Überhaupt sei die Bayernliga für einen kleinen Verein wie Erlbach nach wie vor sehr interessant. „Das sieht man auch am Zuschauerschnitt“, sagt Sammereier. Obwohl der SVE daheim bisher noch ein wirkliches Top-Spiel hatte, kamen pro Partie über 500 Fans in die Holzbau-Grübl-Arena. Dass der Verein nach dem Meistertitel auf den Aufstieg in die Regionalliga verzichtet hat, wirkte sich nicht negativ auf das Interesse der Fans aus. Und auch nicht auf die Mannschaft. „Freilich wäre es reizvoll gewesen, aber wir konnten die Entscheidung schon nachvollziehen. Viele der Jungs haben mit Erlbach schon in der Landesliga gespielt, einige haben jetzt Familie oder sind im Beruf gefordert. Für uns passt die Bayernliga wirklich ganz gut. Heute spricht im Team eigentlich niemand mehr darüber, dass wir im Sommer nicht raufgegangen sind“, erzählt Sammereier. Vielmehr würde man sogar Motivation aus dem Nichtaufstieg ziehen. „Die vorherige Saison zu bestätigten, ist für einige ein großer Antrieb“, verrät Erlbachs Co-Spielertrainer.

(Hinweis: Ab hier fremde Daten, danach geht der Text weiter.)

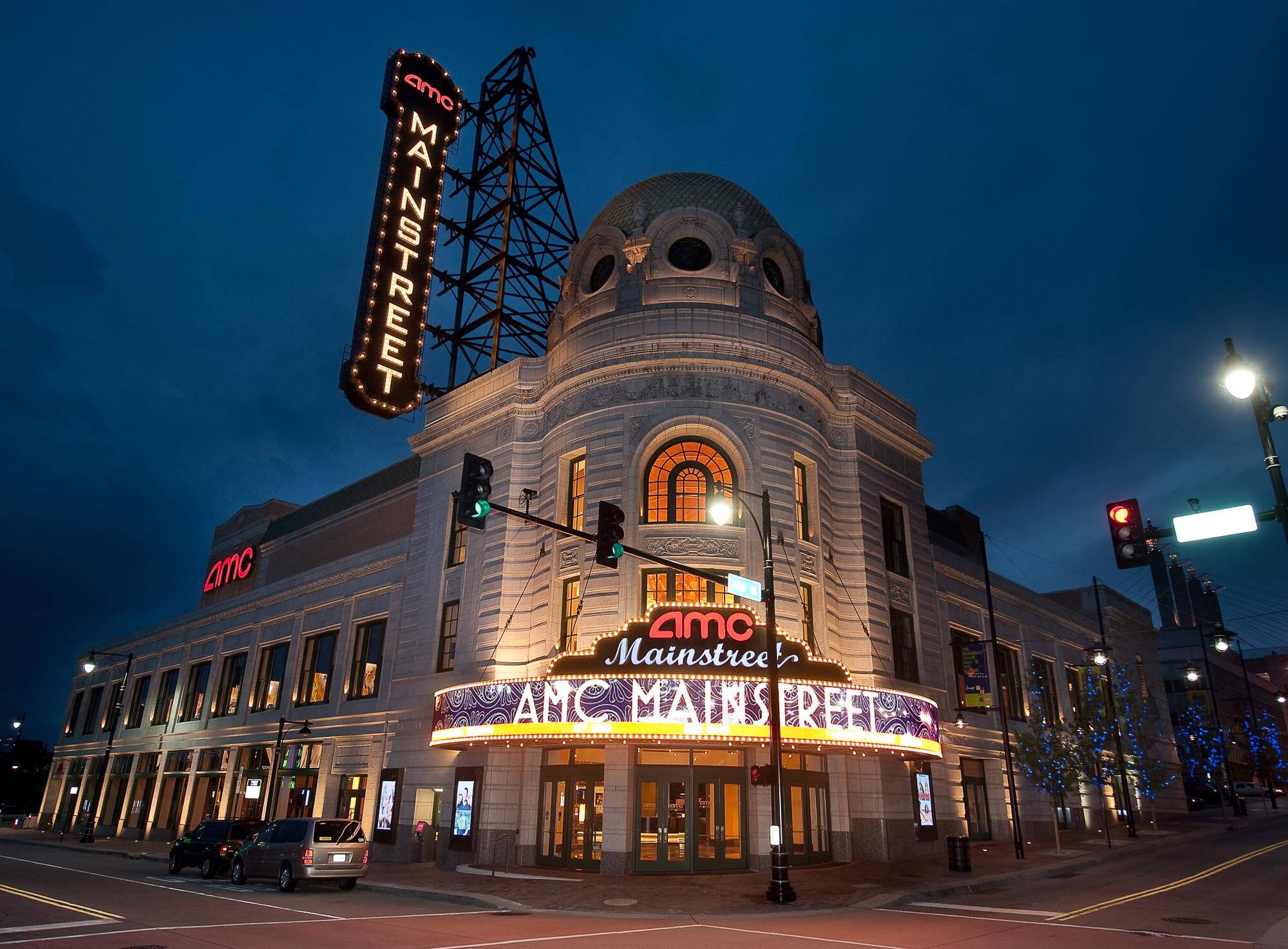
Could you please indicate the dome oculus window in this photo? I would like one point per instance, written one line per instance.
(601, 273)
(775, 275)
(690, 254)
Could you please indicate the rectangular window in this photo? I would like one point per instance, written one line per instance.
(96, 698)
(1043, 686)
(569, 614)
(895, 537)
(230, 685)
(808, 615)
(1013, 690)
(138, 702)
(669, 587)
(578, 493)
(369, 644)
(270, 677)
(448, 636)
(166, 696)
(74, 713)
(799, 475)
(455, 541)
(195, 695)
(315, 685)
(904, 637)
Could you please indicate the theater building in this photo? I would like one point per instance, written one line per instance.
(486, 694)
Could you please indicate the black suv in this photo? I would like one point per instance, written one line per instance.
(212, 845)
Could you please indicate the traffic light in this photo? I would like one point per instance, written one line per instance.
(472, 504)
(1128, 532)
(610, 534)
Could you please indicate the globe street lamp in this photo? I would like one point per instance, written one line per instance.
(722, 512)
(1242, 382)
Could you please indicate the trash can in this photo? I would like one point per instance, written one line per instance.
(959, 854)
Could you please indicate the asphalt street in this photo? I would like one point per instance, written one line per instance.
(1219, 891)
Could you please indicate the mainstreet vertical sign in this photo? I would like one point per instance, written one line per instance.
(424, 106)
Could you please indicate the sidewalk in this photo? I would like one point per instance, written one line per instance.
(830, 886)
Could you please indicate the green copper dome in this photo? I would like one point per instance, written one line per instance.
(665, 193)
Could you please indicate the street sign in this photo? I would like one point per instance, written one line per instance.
(1215, 524)
(745, 588)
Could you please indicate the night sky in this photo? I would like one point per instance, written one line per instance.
(1036, 226)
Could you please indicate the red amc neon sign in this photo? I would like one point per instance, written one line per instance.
(235, 566)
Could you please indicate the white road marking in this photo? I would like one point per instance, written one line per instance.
(71, 925)
(366, 918)
(1046, 913)
(173, 888)
(1067, 926)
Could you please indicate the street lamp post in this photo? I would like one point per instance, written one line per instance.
(780, 888)
(271, 811)
(115, 716)
(1242, 382)
(1113, 711)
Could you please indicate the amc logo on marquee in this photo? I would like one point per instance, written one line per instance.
(235, 566)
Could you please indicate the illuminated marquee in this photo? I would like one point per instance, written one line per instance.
(643, 690)
(424, 109)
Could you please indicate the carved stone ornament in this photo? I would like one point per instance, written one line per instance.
(692, 546)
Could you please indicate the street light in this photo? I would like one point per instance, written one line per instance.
(115, 714)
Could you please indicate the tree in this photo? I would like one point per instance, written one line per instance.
(1143, 742)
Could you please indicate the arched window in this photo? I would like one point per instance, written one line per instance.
(683, 479)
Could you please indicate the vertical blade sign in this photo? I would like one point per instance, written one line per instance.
(424, 109)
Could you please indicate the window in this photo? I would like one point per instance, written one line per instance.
(74, 713)
(1013, 694)
(448, 636)
(269, 680)
(230, 685)
(799, 474)
(1074, 682)
(808, 615)
(578, 493)
(195, 695)
(895, 538)
(96, 698)
(1048, 705)
(316, 672)
(138, 702)
(683, 479)
(569, 614)
(904, 637)
(369, 644)
(166, 696)
(669, 587)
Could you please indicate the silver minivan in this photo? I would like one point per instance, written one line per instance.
(296, 848)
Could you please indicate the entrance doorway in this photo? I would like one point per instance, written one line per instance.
(571, 829)
(691, 811)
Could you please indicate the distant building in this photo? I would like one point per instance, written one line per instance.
(685, 367)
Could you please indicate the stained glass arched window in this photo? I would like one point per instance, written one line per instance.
(683, 479)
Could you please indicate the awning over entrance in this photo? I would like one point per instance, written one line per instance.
(691, 673)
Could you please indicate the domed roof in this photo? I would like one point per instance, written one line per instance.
(664, 193)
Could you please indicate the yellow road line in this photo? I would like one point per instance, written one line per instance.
(60, 904)
(1174, 885)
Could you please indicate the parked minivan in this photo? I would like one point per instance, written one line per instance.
(296, 848)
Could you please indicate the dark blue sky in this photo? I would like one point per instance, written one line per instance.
(1035, 225)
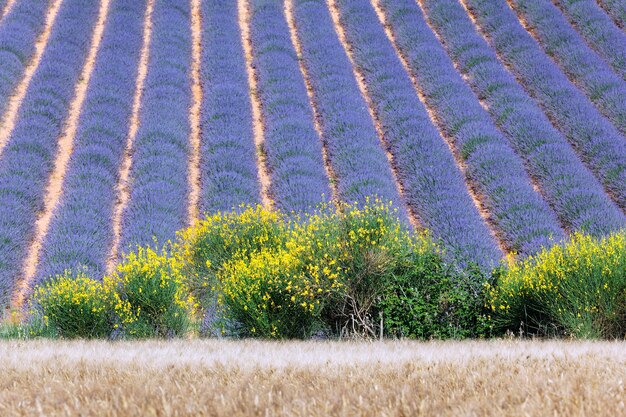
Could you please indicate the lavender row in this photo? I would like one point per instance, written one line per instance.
(159, 186)
(229, 172)
(80, 232)
(572, 190)
(353, 145)
(581, 64)
(28, 159)
(596, 140)
(18, 32)
(293, 147)
(433, 184)
(523, 218)
(617, 10)
(603, 36)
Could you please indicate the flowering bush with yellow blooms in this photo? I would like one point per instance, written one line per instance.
(576, 289)
(75, 305)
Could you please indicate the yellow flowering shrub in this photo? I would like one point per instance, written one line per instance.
(75, 305)
(577, 289)
(155, 290)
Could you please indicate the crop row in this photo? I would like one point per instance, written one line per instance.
(432, 182)
(80, 232)
(570, 188)
(292, 145)
(229, 172)
(523, 218)
(353, 145)
(598, 29)
(600, 145)
(159, 186)
(18, 32)
(617, 10)
(581, 64)
(29, 157)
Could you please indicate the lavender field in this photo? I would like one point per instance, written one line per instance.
(498, 125)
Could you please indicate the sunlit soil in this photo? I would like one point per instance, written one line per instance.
(215, 378)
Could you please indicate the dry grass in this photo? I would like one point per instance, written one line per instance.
(214, 378)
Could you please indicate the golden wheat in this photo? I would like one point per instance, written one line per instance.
(215, 378)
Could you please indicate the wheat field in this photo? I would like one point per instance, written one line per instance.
(236, 378)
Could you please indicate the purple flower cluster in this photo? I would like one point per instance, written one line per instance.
(18, 31)
(617, 10)
(29, 157)
(229, 172)
(579, 62)
(80, 232)
(432, 182)
(572, 190)
(292, 146)
(353, 145)
(606, 39)
(159, 188)
(600, 145)
(524, 219)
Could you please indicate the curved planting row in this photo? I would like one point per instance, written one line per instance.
(523, 218)
(603, 36)
(159, 186)
(29, 156)
(80, 232)
(432, 182)
(353, 145)
(581, 64)
(18, 33)
(293, 147)
(229, 173)
(594, 138)
(617, 10)
(572, 190)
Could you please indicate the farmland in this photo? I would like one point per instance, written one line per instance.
(499, 126)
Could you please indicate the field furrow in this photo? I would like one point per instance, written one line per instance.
(599, 31)
(596, 140)
(229, 172)
(292, 147)
(432, 182)
(159, 196)
(617, 10)
(522, 218)
(29, 157)
(571, 189)
(545, 23)
(23, 39)
(80, 233)
(354, 149)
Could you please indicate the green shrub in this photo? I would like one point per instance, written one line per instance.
(575, 289)
(153, 287)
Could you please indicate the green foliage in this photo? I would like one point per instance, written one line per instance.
(576, 289)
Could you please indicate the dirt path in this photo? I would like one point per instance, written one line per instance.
(10, 117)
(54, 188)
(123, 186)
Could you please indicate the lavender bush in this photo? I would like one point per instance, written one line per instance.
(159, 188)
(18, 32)
(525, 220)
(433, 183)
(598, 143)
(29, 157)
(292, 146)
(353, 145)
(583, 66)
(229, 172)
(80, 232)
(572, 190)
(598, 29)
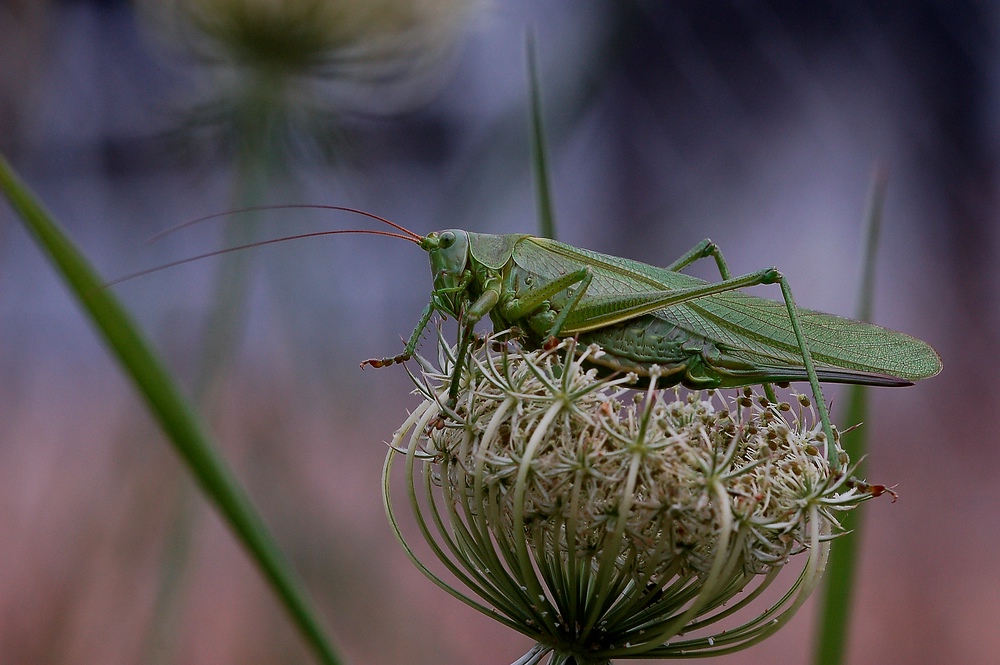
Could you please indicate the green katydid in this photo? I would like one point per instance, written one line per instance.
(650, 320)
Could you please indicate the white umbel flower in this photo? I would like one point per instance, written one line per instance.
(608, 523)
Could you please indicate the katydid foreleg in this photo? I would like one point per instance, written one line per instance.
(411, 344)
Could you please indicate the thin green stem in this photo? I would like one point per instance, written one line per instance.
(171, 410)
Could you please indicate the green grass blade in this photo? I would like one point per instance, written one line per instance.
(169, 408)
(539, 154)
(838, 596)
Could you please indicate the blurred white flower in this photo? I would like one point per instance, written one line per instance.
(287, 70)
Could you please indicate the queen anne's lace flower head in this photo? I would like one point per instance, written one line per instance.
(605, 522)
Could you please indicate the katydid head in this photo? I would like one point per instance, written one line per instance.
(449, 256)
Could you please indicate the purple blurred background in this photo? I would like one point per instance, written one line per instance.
(757, 124)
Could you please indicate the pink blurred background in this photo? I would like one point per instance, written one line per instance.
(757, 124)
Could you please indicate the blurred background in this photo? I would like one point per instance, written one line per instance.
(757, 123)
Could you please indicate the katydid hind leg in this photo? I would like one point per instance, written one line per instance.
(703, 250)
(639, 304)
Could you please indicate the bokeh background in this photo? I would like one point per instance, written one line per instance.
(757, 123)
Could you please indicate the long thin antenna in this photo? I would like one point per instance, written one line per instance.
(283, 206)
(259, 243)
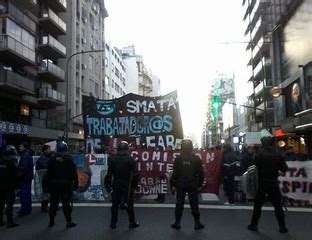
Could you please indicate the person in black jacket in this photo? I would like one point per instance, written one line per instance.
(187, 177)
(122, 169)
(8, 184)
(62, 179)
(269, 163)
(229, 161)
(42, 164)
(26, 175)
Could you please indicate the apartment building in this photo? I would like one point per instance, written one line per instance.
(30, 51)
(86, 71)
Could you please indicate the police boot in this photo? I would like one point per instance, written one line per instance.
(133, 225)
(176, 224)
(198, 225)
(69, 222)
(113, 225)
(282, 228)
(51, 222)
(10, 222)
(2, 223)
(252, 227)
(12, 225)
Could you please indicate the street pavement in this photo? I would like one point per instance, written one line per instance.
(222, 222)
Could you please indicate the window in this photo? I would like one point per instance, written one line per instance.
(90, 62)
(77, 108)
(20, 34)
(24, 110)
(97, 89)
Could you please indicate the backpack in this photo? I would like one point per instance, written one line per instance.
(249, 182)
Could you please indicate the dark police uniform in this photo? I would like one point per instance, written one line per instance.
(8, 184)
(62, 179)
(269, 162)
(122, 169)
(187, 177)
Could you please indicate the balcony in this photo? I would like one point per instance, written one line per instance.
(258, 70)
(52, 23)
(58, 5)
(15, 83)
(50, 97)
(51, 72)
(16, 51)
(257, 11)
(263, 85)
(260, 29)
(31, 5)
(264, 106)
(52, 48)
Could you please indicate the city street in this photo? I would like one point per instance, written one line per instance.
(222, 222)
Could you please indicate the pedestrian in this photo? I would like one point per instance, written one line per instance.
(161, 197)
(269, 163)
(187, 177)
(26, 175)
(122, 169)
(8, 184)
(229, 161)
(42, 164)
(62, 180)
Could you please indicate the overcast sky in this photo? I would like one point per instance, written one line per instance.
(183, 42)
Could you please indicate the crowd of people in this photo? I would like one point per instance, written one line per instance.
(60, 180)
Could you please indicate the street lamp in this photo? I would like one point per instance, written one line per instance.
(67, 119)
(263, 73)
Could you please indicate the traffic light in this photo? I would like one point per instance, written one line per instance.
(215, 103)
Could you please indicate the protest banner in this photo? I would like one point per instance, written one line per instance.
(296, 183)
(156, 121)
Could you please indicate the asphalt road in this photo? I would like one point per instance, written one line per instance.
(221, 223)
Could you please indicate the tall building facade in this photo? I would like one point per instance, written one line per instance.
(116, 75)
(86, 71)
(30, 50)
(141, 80)
(281, 37)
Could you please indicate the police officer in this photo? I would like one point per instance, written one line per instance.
(269, 162)
(8, 184)
(62, 179)
(122, 169)
(187, 177)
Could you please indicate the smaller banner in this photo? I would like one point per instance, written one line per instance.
(296, 183)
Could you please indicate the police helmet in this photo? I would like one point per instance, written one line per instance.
(123, 146)
(267, 141)
(9, 150)
(187, 146)
(61, 147)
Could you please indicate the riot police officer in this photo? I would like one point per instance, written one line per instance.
(187, 177)
(122, 169)
(62, 179)
(8, 183)
(269, 162)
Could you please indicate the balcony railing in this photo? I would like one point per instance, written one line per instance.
(264, 62)
(51, 16)
(262, 85)
(19, 49)
(17, 82)
(49, 67)
(58, 5)
(52, 42)
(49, 94)
(19, 17)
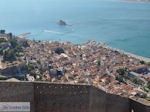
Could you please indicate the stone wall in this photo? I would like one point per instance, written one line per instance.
(61, 98)
(17, 92)
(138, 107)
(100, 101)
(48, 97)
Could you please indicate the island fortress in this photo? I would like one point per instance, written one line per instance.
(53, 97)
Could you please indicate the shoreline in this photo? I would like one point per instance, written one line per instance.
(98, 44)
(129, 54)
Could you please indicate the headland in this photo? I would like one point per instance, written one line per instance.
(92, 63)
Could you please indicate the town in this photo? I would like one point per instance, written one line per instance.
(89, 63)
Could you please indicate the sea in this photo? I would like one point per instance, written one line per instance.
(119, 24)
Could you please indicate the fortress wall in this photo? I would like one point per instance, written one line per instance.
(17, 92)
(100, 101)
(138, 107)
(48, 97)
(97, 100)
(61, 98)
(115, 103)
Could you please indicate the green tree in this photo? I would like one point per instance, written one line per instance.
(142, 62)
(1, 51)
(122, 71)
(9, 55)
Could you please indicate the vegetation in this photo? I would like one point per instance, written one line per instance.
(148, 98)
(25, 44)
(2, 31)
(122, 71)
(9, 55)
(3, 40)
(1, 51)
(30, 67)
(142, 62)
(148, 63)
(148, 85)
(98, 63)
(59, 50)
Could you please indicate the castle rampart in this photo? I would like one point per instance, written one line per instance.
(50, 97)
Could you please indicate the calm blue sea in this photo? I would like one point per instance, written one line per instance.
(123, 25)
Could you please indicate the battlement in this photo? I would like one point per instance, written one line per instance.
(54, 97)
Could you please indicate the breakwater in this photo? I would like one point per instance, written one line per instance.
(50, 97)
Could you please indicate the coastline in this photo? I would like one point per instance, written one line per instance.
(95, 43)
(129, 54)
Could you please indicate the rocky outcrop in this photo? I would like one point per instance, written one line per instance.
(61, 22)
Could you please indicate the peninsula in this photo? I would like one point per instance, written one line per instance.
(90, 63)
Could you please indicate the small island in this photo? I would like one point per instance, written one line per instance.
(61, 22)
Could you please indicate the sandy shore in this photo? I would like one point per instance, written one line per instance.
(98, 44)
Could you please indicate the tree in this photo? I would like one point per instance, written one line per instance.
(3, 40)
(122, 71)
(9, 55)
(59, 50)
(1, 51)
(148, 85)
(13, 42)
(142, 62)
(98, 63)
(25, 44)
(148, 63)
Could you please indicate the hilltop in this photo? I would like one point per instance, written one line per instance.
(90, 63)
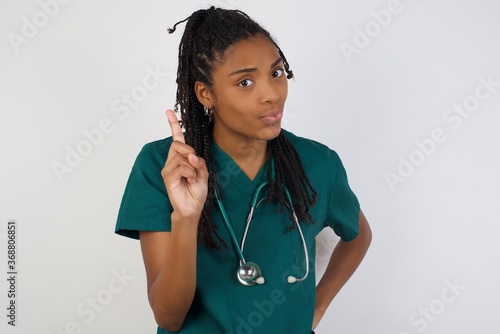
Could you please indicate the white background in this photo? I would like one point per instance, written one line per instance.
(438, 227)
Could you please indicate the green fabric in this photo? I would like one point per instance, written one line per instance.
(222, 304)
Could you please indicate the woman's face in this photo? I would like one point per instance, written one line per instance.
(249, 91)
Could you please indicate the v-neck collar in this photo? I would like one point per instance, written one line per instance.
(229, 172)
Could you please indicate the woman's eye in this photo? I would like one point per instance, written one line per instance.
(278, 73)
(245, 83)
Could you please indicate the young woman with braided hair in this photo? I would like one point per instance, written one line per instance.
(189, 196)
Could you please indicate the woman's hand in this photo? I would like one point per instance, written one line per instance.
(185, 174)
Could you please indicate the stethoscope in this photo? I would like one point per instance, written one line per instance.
(249, 273)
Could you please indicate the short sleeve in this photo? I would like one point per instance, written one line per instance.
(145, 205)
(343, 207)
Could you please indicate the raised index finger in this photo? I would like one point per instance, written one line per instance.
(175, 126)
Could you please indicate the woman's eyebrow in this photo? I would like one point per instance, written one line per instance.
(253, 69)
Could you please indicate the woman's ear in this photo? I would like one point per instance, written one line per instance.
(204, 94)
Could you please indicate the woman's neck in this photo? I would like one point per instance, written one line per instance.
(249, 154)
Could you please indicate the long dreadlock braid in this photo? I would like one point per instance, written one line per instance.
(208, 34)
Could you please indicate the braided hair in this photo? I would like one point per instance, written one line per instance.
(207, 35)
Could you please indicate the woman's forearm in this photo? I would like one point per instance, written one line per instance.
(344, 261)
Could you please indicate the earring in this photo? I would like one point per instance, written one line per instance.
(208, 112)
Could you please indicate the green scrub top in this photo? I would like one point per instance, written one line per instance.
(221, 304)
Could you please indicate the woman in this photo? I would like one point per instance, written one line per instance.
(189, 196)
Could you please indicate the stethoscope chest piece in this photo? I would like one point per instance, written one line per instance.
(249, 273)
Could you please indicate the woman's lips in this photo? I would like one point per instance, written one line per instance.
(272, 117)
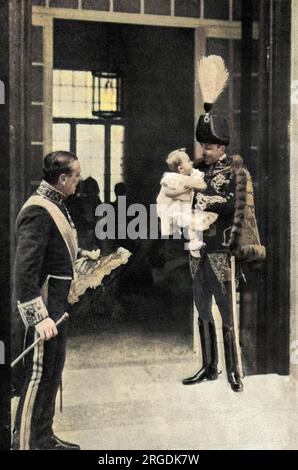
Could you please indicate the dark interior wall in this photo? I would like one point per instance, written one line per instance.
(158, 69)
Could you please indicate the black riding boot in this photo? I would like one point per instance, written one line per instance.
(209, 354)
(231, 359)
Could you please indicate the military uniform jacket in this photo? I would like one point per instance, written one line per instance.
(219, 197)
(41, 254)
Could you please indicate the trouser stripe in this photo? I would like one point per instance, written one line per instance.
(26, 418)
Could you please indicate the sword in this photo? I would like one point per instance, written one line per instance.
(64, 317)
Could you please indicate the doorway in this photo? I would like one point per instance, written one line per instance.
(154, 294)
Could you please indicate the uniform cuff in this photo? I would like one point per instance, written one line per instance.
(33, 311)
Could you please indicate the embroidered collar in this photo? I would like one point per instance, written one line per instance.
(49, 192)
(223, 164)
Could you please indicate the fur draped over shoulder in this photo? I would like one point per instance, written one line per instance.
(245, 241)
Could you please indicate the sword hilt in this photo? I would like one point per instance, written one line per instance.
(64, 317)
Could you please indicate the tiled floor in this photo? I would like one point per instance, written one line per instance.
(124, 391)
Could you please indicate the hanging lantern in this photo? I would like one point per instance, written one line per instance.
(107, 96)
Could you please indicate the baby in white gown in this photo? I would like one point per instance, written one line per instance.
(175, 200)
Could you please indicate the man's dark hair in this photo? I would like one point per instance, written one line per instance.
(56, 164)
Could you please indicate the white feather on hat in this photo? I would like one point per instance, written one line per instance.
(213, 78)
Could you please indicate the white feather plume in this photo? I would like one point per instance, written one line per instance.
(213, 77)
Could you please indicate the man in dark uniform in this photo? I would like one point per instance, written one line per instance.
(212, 272)
(46, 251)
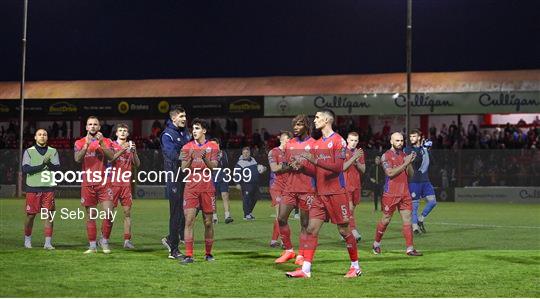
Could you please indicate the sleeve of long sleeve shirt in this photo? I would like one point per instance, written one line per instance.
(54, 164)
(26, 168)
(168, 147)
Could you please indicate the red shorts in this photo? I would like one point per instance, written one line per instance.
(276, 197)
(301, 200)
(391, 202)
(122, 194)
(37, 200)
(334, 207)
(354, 196)
(206, 201)
(94, 194)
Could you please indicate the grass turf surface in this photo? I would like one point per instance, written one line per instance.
(470, 250)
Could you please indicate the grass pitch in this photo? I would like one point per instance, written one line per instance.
(470, 250)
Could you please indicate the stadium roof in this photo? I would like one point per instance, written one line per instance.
(519, 80)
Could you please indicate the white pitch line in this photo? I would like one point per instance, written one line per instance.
(484, 225)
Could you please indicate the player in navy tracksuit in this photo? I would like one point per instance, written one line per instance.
(174, 137)
(249, 183)
(420, 186)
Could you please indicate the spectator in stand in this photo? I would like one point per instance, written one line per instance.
(386, 129)
(472, 134)
(256, 139)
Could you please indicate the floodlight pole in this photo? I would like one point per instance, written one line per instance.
(21, 121)
(409, 64)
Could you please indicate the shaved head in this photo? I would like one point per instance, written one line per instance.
(396, 140)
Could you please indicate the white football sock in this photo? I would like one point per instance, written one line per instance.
(306, 267)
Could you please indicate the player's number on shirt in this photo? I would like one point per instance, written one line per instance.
(197, 175)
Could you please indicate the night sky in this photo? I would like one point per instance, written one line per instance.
(135, 39)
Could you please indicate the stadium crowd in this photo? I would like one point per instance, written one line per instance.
(460, 152)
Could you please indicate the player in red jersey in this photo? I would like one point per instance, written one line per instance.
(278, 179)
(332, 201)
(299, 189)
(396, 165)
(125, 157)
(93, 151)
(354, 166)
(199, 158)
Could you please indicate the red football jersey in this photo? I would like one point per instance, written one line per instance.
(352, 174)
(200, 180)
(398, 185)
(94, 160)
(278, 181)
(328, 151)
(299, 181)
(122, 164)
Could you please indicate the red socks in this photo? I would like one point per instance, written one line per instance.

Und was passiert, sollte der oberbayerische Dorfverein am Ende wieder ganz vorne landen? Würde man erneut auf den Gang in die vierte Lia verzichten? „Der Verein arbeitet im Hintergrund ständig daran das Umfeld zu verbessern, sich weiter zu entwickeln und den Abstand nach oben zu verkleinern. Aber jeder weiß, wo wir herkommen. Wie gesagt: Die Bayernliga ist für den SV Erlbach nach wie vor eine sehr reizvolle und herausfordernde Sache. Alles andere wird sich zeigen“, meint Sammereier, der den Blick lieber auf die kommenden Aufgaben richtet. Diese heißen Nördlingen (Samstag, 17 Uhr), dann geht’s zum Kracher nach Schalding.